You are proud of your team and understandably so. Is it possible to bring them to the table prematurely?

An advisor shared some recent challenges with a prospective client, Susan. We stepped back to recreate the first call in which he uncovered a variety of complex moving parts in her life. He quickly recommended a virtual meeting for two weeks later with three of his team members — Susan accepted the invitation.

As our simulation played out, it was clear why the follow-up meeting likely proved unsuccessful. It was a classic "show and tell." The advisor introduced Susan and then asked team members to introduce themselves and explain their roles on the team. A half hour later, the call ended — no one had asked Susan a single question.

Was there a third meeting? No. Susan declined the invitation.

Does the advisor have impressive colleagues on his team? Absolutely. Did the advisor judiciously deploy them? Absolutely not.

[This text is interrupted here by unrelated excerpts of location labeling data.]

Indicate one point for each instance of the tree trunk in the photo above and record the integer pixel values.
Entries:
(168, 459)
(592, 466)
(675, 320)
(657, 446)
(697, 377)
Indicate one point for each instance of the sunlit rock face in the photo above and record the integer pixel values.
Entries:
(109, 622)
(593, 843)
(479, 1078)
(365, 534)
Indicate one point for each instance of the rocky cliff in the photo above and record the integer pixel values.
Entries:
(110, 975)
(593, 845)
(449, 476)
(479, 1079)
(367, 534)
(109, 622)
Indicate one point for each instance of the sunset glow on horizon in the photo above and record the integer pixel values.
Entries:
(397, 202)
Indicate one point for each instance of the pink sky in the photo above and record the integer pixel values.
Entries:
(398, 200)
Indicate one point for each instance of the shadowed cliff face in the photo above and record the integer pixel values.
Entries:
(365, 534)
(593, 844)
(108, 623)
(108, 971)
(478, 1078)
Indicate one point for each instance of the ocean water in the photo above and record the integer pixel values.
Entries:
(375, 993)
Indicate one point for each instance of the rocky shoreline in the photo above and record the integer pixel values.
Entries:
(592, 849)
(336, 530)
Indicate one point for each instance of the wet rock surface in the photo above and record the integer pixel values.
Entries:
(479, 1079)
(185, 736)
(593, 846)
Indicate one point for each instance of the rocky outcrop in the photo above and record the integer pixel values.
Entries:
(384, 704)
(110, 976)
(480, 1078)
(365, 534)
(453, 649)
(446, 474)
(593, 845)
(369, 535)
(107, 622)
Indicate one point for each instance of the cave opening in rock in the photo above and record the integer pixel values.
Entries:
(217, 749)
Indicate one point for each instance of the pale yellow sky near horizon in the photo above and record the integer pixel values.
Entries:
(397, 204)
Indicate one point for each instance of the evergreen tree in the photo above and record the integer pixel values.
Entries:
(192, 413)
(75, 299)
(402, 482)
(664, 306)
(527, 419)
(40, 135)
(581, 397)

Be careful not to overwhelm prospective clients with all of the valuable services your team provides. Instead, seek to uncover an issue that is top of mind for him or her and consider focusing in on that topic in your next meeting. For example, if confusion about an old trust is top of mind, perhaps you should only invite the team member most astute discussing trusts to the next meeting with the prospective client.

Bottom line: Before bringing your team to the table, be sure you establish a meaningful connection with prospective clients.